3D Movies Give Me A Headache

10 11 2010

Disney announced that they will be releasing a new film featuring beloved chilren’s character Winnie the Pooh in 2011, and they will use the classic drawn, watercolor illustration to animate the 100 Acre Wood gang.

The first Pooh film in nearly three decades, will follow AA Milne’s Christopher Robin, Pooh, Tigger and friends on the hunt for a new tail for Eeyore.

Perhaps taking a cue from theatergoers who rushed to see 2009’s The Princess and the Frog (the film grossed $267million worldwide), which was Disney’s first foray back into 2-D animation in nearly 5 years. 
I hope that the 2011 Winnie the Pooh movie does well, and will perhaps serve as encouragement for other studios to take a break from shoving 3D films down our throats, as they have been over the last few years.

 This film will serve as a refreshing change from the CGI and 3-D creations popularized by Pixar studios beginning in 1995 with Toy Story.  Pixar was a frequent collaborator with Disney (A Bug’s Life, Finding Nemo, Cars) until the company was finally acquired by Disney in 2006- in a $7.4 billion deal. 

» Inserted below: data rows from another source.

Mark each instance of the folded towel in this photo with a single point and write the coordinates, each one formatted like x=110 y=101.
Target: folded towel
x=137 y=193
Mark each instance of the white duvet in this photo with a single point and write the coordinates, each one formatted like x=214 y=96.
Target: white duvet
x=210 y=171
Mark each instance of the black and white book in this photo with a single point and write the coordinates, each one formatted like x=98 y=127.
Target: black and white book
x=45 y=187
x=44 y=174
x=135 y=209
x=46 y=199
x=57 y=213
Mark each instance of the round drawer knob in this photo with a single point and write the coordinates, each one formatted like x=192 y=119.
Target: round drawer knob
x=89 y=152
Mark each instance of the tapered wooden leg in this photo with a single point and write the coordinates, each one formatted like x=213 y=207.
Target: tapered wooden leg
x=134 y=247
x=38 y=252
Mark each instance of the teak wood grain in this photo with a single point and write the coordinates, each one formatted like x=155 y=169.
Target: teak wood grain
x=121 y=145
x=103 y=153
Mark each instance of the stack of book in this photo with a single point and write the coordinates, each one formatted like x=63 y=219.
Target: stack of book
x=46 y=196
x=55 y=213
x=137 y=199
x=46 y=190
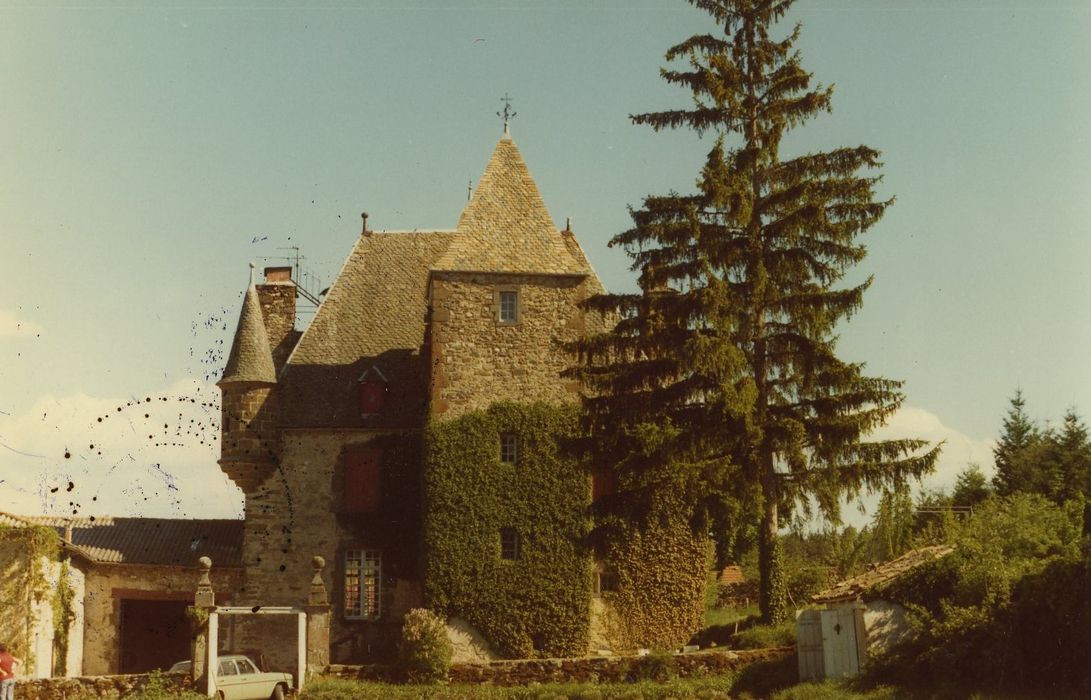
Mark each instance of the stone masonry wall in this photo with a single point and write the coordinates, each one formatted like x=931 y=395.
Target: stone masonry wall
x=290 y=518
x=477 y=360
x=103 y=603
x=95 y=686
x=586 y=670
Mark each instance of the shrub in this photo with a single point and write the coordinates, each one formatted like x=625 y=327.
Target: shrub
x=424 y=649
x=659 y=665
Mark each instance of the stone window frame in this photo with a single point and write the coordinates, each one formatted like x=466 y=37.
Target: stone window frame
x=498 y=292
x=510 y=544
x=508 y=448
x=356 y=583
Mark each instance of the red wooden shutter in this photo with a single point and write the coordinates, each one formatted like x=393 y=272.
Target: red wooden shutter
x=361 y=493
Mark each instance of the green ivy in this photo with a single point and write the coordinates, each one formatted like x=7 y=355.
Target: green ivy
x=537 y=604
x=662 y=569
x=63 y=616
x=38 y=547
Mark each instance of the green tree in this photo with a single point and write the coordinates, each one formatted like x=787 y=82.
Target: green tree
x=721 y=376
x=1066 y=461
x=1014 y=454
x=971 y=487
x=892 y=526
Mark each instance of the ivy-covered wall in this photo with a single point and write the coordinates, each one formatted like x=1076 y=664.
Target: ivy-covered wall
x=661 y=569
x=30 y=591
x=539 y=603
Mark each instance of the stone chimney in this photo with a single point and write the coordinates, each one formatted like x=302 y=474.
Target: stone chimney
x=277 y=298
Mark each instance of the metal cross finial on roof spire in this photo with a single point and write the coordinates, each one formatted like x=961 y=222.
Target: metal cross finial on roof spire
x=507 y=115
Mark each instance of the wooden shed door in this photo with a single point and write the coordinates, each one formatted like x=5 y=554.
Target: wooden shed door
x=154 y=635
x=808 y=644
x=840 y=650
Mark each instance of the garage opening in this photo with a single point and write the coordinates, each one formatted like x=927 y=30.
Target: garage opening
x=154 y=634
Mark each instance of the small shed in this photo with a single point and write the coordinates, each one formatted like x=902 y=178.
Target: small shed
x=835 y=642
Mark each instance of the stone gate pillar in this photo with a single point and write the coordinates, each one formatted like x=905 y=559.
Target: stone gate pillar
x=204 y=600
x=318 y=620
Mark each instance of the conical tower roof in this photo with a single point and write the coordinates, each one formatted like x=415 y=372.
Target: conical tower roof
x=505 y=228
x=251 y=359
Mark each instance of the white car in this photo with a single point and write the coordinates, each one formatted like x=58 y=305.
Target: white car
x=238 y=678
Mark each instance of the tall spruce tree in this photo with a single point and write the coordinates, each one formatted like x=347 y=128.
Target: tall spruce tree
x=720 y=377
x=1015 y=453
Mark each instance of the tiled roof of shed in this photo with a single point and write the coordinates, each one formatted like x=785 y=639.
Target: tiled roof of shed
x=251 y=359
x=373 y=315
x=505 y=228
x=850 y=589
x=157 y=541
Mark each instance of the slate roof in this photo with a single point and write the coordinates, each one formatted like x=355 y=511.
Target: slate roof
x=251 y=359
x=151 y=541
x=374 y=314
x=505 y=228
x=851 y=589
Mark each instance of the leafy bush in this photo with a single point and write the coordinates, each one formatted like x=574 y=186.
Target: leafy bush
x=1009 y=610
x=658 y=665
x=424 y=649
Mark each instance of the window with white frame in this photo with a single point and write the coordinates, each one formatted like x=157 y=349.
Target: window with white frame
x=363 y=572
x=508 y=306
x=508 y=448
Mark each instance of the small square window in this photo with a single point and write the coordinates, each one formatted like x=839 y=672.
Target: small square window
x=508 y=448
x=508 y=306
x=508 y=543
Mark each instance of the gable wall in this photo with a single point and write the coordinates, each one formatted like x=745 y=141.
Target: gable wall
x=478 y=361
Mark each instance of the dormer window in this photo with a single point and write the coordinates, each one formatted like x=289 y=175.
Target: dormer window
x=506 y=305
x=373 y=387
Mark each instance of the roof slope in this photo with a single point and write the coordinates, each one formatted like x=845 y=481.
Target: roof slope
x=147 y=541
x=375 y=314
x=251 y=359
x=850 y=589
x=505 y=228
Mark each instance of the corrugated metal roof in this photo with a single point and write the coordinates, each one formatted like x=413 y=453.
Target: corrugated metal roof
x=153 y=541
x=850 y=589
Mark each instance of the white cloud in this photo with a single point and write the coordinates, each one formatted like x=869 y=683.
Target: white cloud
x=152 y=455
x=958 y=451
x=12 y=326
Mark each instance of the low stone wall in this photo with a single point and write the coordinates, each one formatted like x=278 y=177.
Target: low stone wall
x=585 y=670
x=94 y=686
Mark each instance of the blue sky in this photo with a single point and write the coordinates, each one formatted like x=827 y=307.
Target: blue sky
x=150 y=153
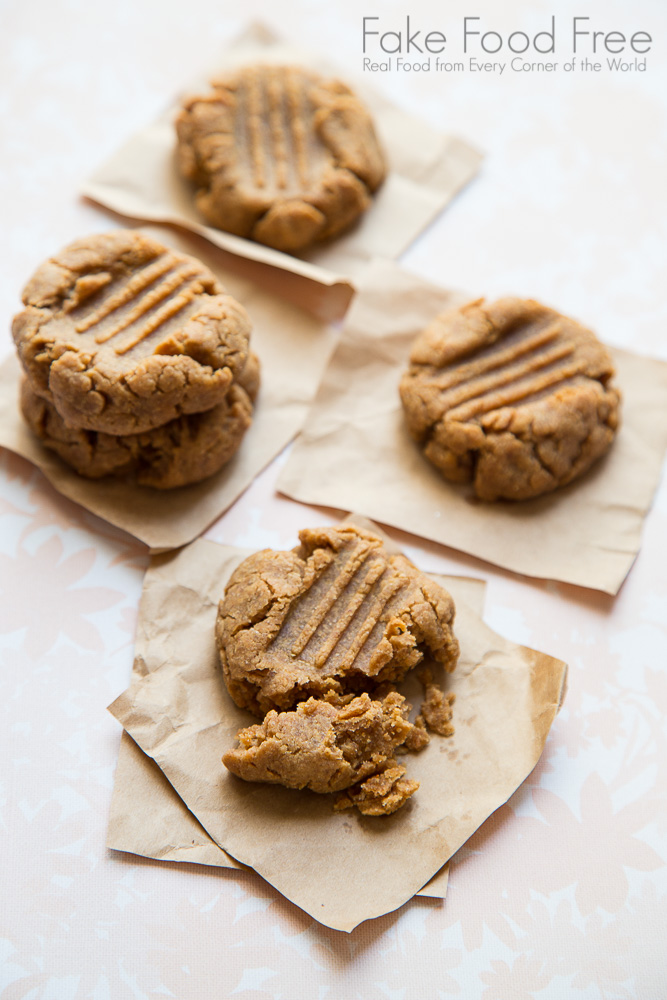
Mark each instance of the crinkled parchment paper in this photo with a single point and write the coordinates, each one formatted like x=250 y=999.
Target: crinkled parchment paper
x=148 y=817
x=340 y=868
x=426 y=169
x=293 y=347
x=355 y=452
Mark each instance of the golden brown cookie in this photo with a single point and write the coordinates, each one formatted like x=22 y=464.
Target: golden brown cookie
x=279 y=155
x=123 y=335
x=338 y=613
x=183 y=451
x=510 y=396
x=322 y=745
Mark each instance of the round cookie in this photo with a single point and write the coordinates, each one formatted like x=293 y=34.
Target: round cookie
x=510 y=396
x=183 y=451
x=338 y=613
x=279 y=155
x=123 y=335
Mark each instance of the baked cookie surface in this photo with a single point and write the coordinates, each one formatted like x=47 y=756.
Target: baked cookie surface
x=337 y=614
x=183 y=451
x=123 y=335
x=325 y=746
x=510 y=396
x=279 y=155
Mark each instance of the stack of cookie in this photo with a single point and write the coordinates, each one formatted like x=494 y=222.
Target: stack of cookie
x=136 y=361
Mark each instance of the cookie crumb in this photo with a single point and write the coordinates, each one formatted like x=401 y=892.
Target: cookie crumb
x=380 y=795
x=436 y=708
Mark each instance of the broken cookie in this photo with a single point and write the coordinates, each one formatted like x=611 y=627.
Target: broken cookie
x=323 y=745
x=380 y=795
x=337 y=614
x=510 y=396
x=436 y=708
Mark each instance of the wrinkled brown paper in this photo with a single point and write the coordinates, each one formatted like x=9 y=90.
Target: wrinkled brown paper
x=355 y=452
x=426 y=170
x=293 y=347
x=340 y=868
x=147 y=817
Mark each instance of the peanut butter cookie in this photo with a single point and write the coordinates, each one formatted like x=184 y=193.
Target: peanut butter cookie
x=512 y=397
x=338 y=613
x=279 y=155
x=325 y=746
x=183 y=451
x=122 y=335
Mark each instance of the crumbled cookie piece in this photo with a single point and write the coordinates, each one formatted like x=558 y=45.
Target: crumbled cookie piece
x=184 y=451
x=380 y=795
x=322 y=745
x=510 y=396
x=123 y=335
x=418 y=737
x=338 y=613
x=279 y=155
x=436 y=708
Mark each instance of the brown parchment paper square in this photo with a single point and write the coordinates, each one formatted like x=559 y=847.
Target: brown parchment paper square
x=426 y=169
x=149 y=818
x=341 y=869
x=355 y=451
x=293 y=347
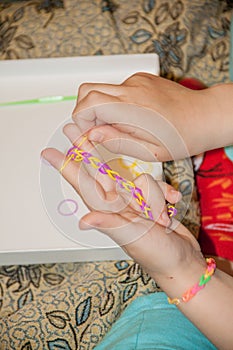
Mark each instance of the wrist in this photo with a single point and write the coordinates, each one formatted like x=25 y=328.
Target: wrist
x=213 y=118
x=182 y=279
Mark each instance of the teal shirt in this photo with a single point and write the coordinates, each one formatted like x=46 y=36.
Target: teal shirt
x=151 y=323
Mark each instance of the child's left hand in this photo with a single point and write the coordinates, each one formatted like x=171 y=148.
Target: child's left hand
x=115 y=213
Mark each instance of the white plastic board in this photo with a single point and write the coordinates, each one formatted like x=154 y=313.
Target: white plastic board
x=37 y=225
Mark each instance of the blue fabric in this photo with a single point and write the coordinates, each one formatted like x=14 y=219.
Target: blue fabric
x=150 y=323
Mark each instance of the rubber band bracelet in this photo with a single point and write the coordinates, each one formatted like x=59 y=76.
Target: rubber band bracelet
x=76 y=154
x=191 y=292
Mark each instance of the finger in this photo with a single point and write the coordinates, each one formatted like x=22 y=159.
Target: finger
x=121 y=229
x=77 y=139
x=154 y=197
x=91 y=191
x=170 y=193
x=109 y=89
x=88 y=112
x=121 y=142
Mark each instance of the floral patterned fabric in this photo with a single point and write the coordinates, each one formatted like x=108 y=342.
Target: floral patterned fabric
x=72 y=306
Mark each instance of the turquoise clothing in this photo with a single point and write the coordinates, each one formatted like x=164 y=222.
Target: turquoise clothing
x=151 y=323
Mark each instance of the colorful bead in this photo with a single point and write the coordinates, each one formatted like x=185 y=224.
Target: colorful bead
x=76 y=154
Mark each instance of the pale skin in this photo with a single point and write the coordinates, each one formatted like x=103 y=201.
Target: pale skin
x=173 y=259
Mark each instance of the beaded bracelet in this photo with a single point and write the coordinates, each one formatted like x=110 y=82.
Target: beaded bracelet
x=191 y=292
x=76 y=154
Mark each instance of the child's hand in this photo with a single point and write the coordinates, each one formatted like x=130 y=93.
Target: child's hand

Toy Story and almost every other Pixar feature has been wonderfully done, cleverly written, and lovingly recieved- but I feel as though there is an impersonal element to these creations, the characters look a bit sharper or less lifelike than were they hand-drawn.

Disney Pixar played into the 3-D film craze with 2009’s Up, which went on to be nominated for Best Picture at the 82nd annual Academy Awards.
 

3-D films were introduced in the 1950s, seeing renewed interest in the 60s and 80s.  3-D movies were being made and distributed to IMAX theaters all along, but have entered the mainstream market as more theaters become digitally equipped.
Two years ago several live action 3-D films hit theaters, including Final Destination, Journey to the Center of the Earth, and My Bloody Valentine.
The trend continued with dozens of animated 3-D releases, like Coraline, Bolt, and Monsters vs. Aliens.

 The national average for movie ticket prices is still under $8, but some theaters charge an extra $2-$6 for 3D shows.

It makes sense to me that a film that costs more to make, may cost more to go see- but I wonder how many people are actually forking over the extra dough.  Because 3D films cost more to see, I find that their overall profits are skewed.

Prices aside, I feel that the growing presence of 3D films in our theaters may actually be a bad thing- because there are so many people that are put off by the overwhelming stimulation: the elderly, people with autism or other developmental differences, and young kids.